Approximate quantitation can be done by comparison with standards similarly prepared on the same plate, for intensity of colour and area size. The Rfs suggested in the literature can be used as a guide for identifying various poisons, though it is preferable that each analyst should prepare and establish his own Rf according to his own conditions and technique.

The recommended TLC visualisation reagents are as follows:

·              Mercurous nitrate reagent (acidic extract) which gives white spots with a grey centre on a darker back-ground with barbiturates and related compounds.

·              Acidified iodoplatinate reagent (basic extract) which gives mainly purple, blue, or brown spots with a range of basic and neutral drugs and metabolites.

·              Mandelin’s reagent (basic extract) which gives colours ranging from blue and green to orange and red with a variety of basic compounds.

·              Sulfuric acid (500 ml/L)(basic extract) gives red, purple, or blue spots with many phenothiazines and their metabolites.

It is to be noted that many additional mobile phase and spray reagent combinations could be used in place of those suggested here.

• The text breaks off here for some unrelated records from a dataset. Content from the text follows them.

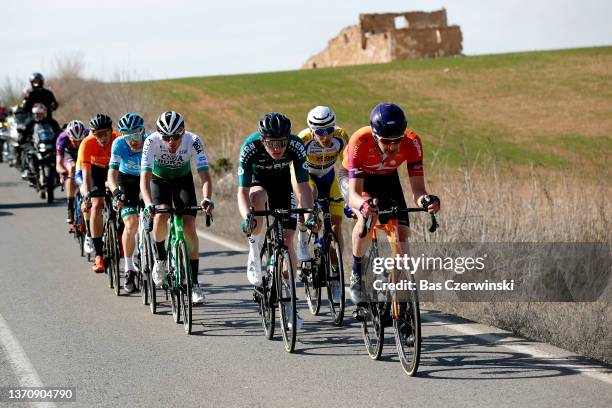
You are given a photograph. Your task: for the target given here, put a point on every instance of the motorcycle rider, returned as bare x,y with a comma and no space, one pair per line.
39,116
39,94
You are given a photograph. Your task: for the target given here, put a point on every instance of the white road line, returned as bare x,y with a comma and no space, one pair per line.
222,241
551,354
23,368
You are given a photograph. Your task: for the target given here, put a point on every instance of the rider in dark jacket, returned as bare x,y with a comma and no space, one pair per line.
39,94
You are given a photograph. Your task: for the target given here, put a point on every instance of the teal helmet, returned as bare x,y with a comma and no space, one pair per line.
130,122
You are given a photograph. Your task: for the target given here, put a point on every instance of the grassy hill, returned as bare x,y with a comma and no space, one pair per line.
551,108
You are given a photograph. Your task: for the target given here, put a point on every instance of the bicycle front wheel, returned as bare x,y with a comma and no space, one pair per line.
266,305
372,314
286,298
335,279
185,286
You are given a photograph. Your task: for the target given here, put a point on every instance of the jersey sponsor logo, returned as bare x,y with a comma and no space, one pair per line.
198,146
417,145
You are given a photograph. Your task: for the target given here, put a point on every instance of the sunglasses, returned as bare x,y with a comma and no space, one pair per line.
167,138
386,141
130,137
276,143
324,131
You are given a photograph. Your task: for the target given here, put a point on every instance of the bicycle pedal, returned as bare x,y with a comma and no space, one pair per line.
358,315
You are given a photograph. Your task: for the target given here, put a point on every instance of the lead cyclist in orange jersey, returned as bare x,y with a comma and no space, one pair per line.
372,158
94,157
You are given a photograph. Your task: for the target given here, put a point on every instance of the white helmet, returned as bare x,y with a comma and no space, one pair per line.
321,117
171,123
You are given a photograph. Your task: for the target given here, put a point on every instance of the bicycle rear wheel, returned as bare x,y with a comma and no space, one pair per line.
407,327
286,299
335,278
185,286
266,305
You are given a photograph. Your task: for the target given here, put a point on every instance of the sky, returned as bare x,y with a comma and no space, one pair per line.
155,39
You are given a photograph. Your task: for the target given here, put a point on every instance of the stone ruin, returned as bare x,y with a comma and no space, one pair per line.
389,37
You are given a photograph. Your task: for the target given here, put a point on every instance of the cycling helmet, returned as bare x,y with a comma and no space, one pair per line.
130,122
388,120
76,130
100,121
321,117
171,123
38,77
274,124
39,111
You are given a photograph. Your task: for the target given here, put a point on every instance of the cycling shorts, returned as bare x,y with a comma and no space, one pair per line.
280,195
176,193
99,175
130,186
388,190
327,186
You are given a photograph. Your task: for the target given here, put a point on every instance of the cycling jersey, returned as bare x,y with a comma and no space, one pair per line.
124,159
321,159
63,145
92,153
363,157
157,159
256,162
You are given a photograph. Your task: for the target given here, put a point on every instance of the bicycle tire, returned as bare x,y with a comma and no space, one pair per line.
184,274
114,258
408,322
313,295
288,334
107,264
336,306
372,327
266,306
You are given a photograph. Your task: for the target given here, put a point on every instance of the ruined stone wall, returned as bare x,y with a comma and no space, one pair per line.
376,23
377,39
427,42
347,49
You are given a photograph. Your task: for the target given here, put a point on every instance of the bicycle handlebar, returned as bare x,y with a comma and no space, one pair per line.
209,217
394,211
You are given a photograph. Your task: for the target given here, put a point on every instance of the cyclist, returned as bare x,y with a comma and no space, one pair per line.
94,157
264,176
66,149
324,142
373,156
124,182
166,180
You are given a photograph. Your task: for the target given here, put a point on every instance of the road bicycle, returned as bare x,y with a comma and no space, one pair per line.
402,309
178,281
278,281
146,261
325,269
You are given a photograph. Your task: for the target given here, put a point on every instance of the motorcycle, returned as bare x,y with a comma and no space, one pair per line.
40,156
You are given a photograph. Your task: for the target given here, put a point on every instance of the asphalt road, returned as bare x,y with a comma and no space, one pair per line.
76,333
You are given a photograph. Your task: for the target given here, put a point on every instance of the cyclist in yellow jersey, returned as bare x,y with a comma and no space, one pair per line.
324,142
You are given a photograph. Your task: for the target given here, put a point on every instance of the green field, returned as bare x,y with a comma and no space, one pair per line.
552,109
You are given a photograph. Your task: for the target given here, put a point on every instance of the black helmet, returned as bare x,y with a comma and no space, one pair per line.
388,120
37,76
274,124
100,121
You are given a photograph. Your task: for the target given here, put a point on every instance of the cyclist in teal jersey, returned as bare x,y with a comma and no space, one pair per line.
124,182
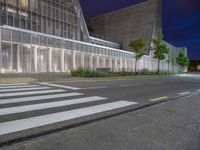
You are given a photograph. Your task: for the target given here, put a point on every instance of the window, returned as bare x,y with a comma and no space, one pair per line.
16,36
23,4
12,2
6,35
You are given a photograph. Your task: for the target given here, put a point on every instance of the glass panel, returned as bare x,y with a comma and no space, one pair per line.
43,40
16,36
68,60
12,2
26,58
23,4
56,60
6,35
26,37
42,59
35,39
6,57
16,57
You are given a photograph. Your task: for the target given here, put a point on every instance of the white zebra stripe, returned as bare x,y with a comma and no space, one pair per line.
26,108
33,122
37,98
3,95
25,89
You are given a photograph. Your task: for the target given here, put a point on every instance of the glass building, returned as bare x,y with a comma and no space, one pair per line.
40,36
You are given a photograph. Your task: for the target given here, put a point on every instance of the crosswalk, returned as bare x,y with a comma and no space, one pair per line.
43,102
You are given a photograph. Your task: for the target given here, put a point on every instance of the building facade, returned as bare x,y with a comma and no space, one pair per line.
40,36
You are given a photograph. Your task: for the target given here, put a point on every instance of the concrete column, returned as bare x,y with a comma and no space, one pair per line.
35,59
104,62
50,60
91,61
82,60
116,65
98,61
125,64
74,60
1,57
110,62
62,61
18,59
121,63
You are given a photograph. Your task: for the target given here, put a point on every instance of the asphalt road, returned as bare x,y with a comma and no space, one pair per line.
141,113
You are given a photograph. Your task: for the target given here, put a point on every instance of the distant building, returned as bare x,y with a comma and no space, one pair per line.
40,36
142,20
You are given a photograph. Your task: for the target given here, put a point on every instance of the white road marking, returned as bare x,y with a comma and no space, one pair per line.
37,98
33,122
14,84
127,85
2,95
20,86
60,86
24,89
27,108
100,87
155,83
184,93
158,99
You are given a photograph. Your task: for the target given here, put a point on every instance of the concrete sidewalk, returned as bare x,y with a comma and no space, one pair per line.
17,78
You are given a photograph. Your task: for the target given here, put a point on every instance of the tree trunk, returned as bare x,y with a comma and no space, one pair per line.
136,66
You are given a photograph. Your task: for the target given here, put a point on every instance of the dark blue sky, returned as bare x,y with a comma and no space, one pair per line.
181,20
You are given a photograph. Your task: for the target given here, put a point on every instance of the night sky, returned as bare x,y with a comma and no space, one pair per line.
181,20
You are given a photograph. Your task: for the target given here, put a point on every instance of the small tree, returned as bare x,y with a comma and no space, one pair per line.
138,46
182,59
160,48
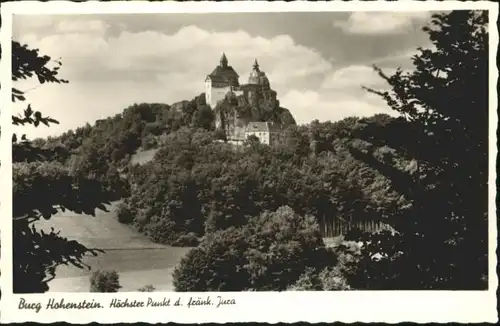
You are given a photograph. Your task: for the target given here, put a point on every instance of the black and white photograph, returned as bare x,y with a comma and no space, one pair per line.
251,151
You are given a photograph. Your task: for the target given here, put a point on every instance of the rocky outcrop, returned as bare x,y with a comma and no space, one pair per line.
235,111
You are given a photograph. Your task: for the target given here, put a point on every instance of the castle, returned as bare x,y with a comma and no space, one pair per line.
224,80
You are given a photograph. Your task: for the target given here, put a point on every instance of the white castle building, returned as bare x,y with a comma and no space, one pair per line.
223,80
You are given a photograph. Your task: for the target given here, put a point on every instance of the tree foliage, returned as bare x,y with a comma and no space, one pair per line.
268,253
105,281
42,187
442,239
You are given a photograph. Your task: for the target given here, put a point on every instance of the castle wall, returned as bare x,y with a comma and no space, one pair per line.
263,136
216,94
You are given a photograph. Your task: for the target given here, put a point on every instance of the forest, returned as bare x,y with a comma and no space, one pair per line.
257,215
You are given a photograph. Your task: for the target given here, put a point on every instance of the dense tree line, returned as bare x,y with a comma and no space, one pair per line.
197,185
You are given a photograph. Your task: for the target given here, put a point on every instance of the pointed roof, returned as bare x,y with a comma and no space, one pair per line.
224,73
223,60
256,65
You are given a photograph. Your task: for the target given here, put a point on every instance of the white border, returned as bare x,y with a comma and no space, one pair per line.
355,306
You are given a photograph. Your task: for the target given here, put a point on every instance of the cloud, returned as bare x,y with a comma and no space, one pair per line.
308,105
108,71
82,26
353,76
371,23
190,50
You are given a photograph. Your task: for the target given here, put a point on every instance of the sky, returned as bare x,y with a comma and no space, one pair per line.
316,61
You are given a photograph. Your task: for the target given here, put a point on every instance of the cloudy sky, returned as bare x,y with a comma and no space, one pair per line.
316,62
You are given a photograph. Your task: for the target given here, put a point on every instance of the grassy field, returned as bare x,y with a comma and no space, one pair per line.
138,260
142,157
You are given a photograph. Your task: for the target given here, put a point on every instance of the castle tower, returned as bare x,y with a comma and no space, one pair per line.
223,60
256,66
222,80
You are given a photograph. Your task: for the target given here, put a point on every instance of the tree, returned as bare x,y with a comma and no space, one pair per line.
41,188
442,240
269,253
105,281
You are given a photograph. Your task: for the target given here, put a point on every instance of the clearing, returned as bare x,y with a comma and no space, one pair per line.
137,259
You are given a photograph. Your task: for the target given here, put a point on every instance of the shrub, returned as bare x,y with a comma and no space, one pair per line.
270,253
186,240
147,288
218,265
123,214
148,142
104,281
328,279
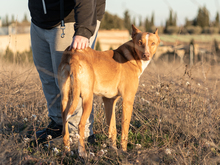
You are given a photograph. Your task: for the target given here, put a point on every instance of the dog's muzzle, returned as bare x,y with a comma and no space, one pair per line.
146,56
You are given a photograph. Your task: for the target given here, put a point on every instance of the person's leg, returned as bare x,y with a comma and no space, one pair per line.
48,46
57,46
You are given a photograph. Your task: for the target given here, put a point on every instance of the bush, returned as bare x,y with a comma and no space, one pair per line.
210,30
160,29
172,30
194,29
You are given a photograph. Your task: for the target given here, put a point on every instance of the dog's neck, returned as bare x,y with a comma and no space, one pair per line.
144,66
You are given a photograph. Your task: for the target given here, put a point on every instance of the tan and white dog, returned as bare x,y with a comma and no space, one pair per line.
111,74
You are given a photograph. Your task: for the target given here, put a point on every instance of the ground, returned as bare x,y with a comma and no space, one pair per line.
175,119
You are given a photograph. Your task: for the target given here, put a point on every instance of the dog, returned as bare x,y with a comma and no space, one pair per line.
111,74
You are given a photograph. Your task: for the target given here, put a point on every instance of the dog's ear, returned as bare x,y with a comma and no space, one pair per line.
156,32
134,31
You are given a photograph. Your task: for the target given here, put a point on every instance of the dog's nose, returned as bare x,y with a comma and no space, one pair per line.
146,55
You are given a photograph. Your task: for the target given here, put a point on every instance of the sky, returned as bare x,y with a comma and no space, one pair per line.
137,9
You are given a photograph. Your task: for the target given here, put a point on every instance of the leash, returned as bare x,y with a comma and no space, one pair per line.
62,26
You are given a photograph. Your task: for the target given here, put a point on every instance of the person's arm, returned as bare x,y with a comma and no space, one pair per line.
85,17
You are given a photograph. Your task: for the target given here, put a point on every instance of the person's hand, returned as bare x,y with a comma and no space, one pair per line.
79,42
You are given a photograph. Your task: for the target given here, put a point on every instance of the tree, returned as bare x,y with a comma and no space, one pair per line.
147,25
25,18
12,19
152,19
127,20
98,46
217,20
110,21
140,21
187,22
134,21
202,19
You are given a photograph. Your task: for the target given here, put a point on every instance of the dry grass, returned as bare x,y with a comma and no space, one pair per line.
175,119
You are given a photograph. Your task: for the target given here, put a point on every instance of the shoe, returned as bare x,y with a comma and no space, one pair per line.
52,131
91,139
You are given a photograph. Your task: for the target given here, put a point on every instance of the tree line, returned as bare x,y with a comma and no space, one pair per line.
200,24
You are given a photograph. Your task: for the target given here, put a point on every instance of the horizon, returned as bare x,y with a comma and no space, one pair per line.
136,10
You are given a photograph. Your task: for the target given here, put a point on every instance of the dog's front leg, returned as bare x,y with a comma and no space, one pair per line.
110,117
87,108
126,118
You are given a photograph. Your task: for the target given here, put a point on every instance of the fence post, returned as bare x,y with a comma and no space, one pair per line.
191,55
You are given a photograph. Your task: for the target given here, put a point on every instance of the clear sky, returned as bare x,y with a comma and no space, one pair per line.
136,8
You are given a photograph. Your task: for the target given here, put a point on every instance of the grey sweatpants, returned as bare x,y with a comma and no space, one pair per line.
47,47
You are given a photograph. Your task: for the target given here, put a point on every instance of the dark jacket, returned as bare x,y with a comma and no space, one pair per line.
84,12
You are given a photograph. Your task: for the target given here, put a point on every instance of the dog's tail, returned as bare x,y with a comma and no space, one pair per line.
74,87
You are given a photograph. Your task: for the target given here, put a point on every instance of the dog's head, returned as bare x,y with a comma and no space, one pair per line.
145,43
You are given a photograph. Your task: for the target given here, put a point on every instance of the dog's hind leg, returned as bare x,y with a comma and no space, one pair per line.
126,118
64,85
110,117
87,99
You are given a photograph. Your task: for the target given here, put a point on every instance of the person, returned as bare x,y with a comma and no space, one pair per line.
82,20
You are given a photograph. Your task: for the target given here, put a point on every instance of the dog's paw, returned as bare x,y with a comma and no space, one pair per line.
82,153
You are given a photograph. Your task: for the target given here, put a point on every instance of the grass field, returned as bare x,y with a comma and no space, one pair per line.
175,120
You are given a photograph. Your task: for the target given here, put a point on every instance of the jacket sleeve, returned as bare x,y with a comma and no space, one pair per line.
85,17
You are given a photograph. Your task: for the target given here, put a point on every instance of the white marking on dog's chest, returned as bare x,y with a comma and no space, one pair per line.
147,46
145,63
144,66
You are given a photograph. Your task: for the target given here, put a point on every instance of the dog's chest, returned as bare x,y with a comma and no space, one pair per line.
144,66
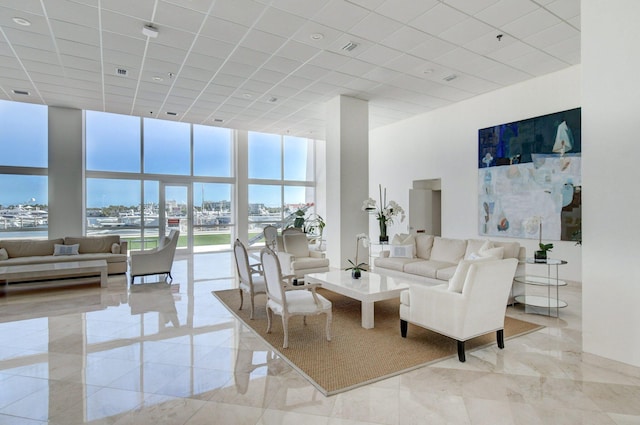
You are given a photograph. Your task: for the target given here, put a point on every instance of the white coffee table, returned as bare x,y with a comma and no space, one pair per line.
371,287
55,270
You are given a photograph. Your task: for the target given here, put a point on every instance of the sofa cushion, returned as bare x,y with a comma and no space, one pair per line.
29,247
426,268
456,283
401,251
424,244
448,250
93,244
475,245
60,249
396,264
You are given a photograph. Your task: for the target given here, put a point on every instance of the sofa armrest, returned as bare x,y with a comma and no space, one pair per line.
316,254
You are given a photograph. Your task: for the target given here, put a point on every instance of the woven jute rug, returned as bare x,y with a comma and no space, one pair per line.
356,356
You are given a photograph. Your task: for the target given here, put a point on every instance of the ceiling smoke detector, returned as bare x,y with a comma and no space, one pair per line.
150,31
349,46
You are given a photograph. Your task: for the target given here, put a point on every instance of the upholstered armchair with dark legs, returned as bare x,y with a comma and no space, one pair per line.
472,304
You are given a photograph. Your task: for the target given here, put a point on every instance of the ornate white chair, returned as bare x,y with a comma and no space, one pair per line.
155,261
287,301
472,304
297,259
250,275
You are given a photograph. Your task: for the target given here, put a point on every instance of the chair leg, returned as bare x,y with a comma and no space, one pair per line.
500,337
269,314
329,319
461,355
285,326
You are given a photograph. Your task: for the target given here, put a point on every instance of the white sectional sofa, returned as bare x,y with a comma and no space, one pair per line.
434,259
84,248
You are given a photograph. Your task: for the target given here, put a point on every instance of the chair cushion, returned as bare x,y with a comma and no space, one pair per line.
296,244
448,250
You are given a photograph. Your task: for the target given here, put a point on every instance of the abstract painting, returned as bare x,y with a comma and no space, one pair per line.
529,178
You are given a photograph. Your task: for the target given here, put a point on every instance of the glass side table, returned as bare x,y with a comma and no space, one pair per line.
551,301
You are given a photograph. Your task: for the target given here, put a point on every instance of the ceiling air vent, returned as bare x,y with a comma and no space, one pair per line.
349,46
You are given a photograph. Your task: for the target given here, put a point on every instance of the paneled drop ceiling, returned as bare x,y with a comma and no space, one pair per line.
271,66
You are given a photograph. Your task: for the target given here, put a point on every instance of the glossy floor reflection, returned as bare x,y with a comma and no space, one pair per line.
172,354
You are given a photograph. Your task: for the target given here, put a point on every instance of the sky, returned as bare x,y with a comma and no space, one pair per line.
113,144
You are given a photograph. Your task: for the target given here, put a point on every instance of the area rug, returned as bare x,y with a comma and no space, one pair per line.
356,356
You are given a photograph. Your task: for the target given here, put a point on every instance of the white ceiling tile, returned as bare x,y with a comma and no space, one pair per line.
431,48
405,10
505,11
405,39
375,27
565,9
438,19
551,35
531,23
470,7
243,12
340,15
466,31
305,9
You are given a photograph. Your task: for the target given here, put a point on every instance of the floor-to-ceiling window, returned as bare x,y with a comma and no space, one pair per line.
23,170
147,176
281,180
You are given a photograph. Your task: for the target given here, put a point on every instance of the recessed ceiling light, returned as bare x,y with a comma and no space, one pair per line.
150,31
21,21
349,46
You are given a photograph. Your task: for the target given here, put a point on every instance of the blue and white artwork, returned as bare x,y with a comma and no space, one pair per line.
529,178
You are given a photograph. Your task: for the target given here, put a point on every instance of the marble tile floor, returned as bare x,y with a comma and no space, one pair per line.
172,354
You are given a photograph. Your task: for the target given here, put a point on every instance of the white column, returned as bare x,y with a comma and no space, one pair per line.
66,172
610,151
347,176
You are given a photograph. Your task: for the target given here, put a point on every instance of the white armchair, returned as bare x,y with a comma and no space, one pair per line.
472,304
155,261
297,259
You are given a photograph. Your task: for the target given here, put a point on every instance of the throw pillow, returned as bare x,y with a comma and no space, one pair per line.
66,249
497,253
401,251
456,283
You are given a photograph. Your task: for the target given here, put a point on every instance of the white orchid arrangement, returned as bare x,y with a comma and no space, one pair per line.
385,212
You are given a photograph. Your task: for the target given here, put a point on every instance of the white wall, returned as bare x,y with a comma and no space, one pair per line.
444,144
66,172
611,150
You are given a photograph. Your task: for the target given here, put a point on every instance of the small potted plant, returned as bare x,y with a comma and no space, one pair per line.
540,256
356,269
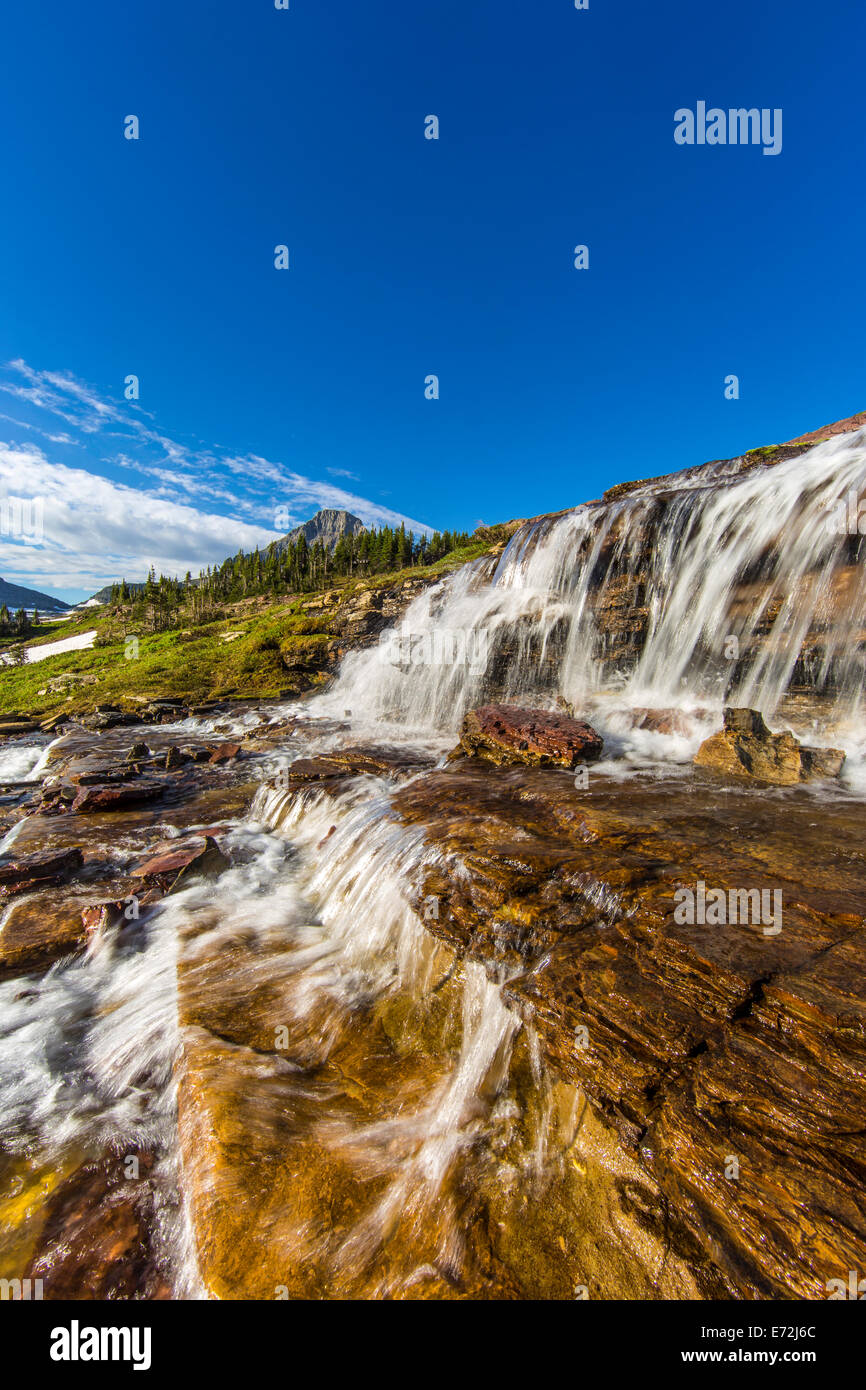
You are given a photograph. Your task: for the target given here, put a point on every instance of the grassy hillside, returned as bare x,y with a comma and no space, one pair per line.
253,648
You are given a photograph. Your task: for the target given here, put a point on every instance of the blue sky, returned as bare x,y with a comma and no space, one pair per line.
263,388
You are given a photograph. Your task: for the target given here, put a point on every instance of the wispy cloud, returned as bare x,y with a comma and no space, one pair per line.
185,505
96,531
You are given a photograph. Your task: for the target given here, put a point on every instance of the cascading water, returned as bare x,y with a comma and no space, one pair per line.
719,585
719,577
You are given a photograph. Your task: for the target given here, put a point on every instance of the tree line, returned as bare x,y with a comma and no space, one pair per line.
18,626
293,567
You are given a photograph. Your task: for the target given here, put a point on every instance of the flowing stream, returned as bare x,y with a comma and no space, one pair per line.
747,590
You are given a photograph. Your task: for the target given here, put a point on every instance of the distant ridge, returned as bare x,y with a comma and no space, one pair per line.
104,595
327,526
15,597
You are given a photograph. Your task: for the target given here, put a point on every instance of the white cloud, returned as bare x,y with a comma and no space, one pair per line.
185,471
96,531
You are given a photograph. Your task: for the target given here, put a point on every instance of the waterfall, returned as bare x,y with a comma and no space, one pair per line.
720,584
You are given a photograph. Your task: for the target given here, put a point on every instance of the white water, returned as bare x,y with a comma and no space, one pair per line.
86,1051
691,545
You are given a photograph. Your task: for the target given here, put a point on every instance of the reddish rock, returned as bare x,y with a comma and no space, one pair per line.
103,916
116,797
38,870
510,734
39,930
97,1240
224,754
195,858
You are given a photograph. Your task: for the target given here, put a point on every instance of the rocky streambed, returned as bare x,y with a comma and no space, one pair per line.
289,1009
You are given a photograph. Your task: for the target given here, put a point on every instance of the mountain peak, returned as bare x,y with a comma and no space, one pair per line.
327,526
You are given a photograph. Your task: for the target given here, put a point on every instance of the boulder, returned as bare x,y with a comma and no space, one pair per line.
39,930
39,870
541,738
117,797
224,754
199,856
747,748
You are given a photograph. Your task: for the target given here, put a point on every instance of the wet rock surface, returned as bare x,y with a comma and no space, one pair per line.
747,748
674,1044
692,1040
541,738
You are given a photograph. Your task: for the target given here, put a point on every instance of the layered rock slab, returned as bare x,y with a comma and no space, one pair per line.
697,1043
541,738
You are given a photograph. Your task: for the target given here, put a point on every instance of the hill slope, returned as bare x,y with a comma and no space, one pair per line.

Thin layer chromatography (TLC) is a simple, inexpensive technique which is widely used. It takes only about 2 hours frombeginning to completion. It is also a very versatile method since the order of separation of compounds can be altered simply by changing the nature of the developing agent. However, inter-pretation of the plates can prove difficult and calls for a trained eye with considerable experience in recognising colours, spot shapes, and metabolite patterns.

Troubleshooting

·              The compound runs as a streak rather than a spot: The sample was overloaded. Run the TLC again after diluting the sample. Or, the sample might just contain many components, creating many spots which run together and appear as a streak, i.e. the procedure did not go as well as expected. Repeat! The sample runs as a smear or an upward crescent:

·              Compounds which possess strongly acidic or basic groups (amines or carboxylic acids) sometimes show up on a TLC plate with this behaviour. Add a few drops of ammonium hydroxide (amines) or acetic acid (carboxylic acids) to the eluting solvent to obtain clearer plates.

·              The sample runs as a downward crescent: Likely, the adsorbent was disturbed during the spotting, causing the crescent shape.

·              The plate solvent front runs crookedly: Either the adsorbent has flaked off the sides of the plate, or the sides of the plate are touching the sides of the container (or the paper used to saturate the container) as the plate develops. Crookedly run plates make it harder to measure Rf values accurately.

·              No spots are seen on the plate: The operator may not have spotted enough compound, perhaps because the solution of the compound is too dilute. This can be resolved by concentrating the solution, or, spotting it several times in one place, allowing the solvent to dry between applica-tions. Some compounds do not show up under UV light;try another method of visualising the plate.

·              If the solvent level in the developing jar is deeper than the origin (spotting line) of the TLC plate, the solvent will dissolve the compounds into the solvent reservoir instead of allowing them to move up the plate by capillary action.

·              In such a case also, spots will not be seen after the plate is developed.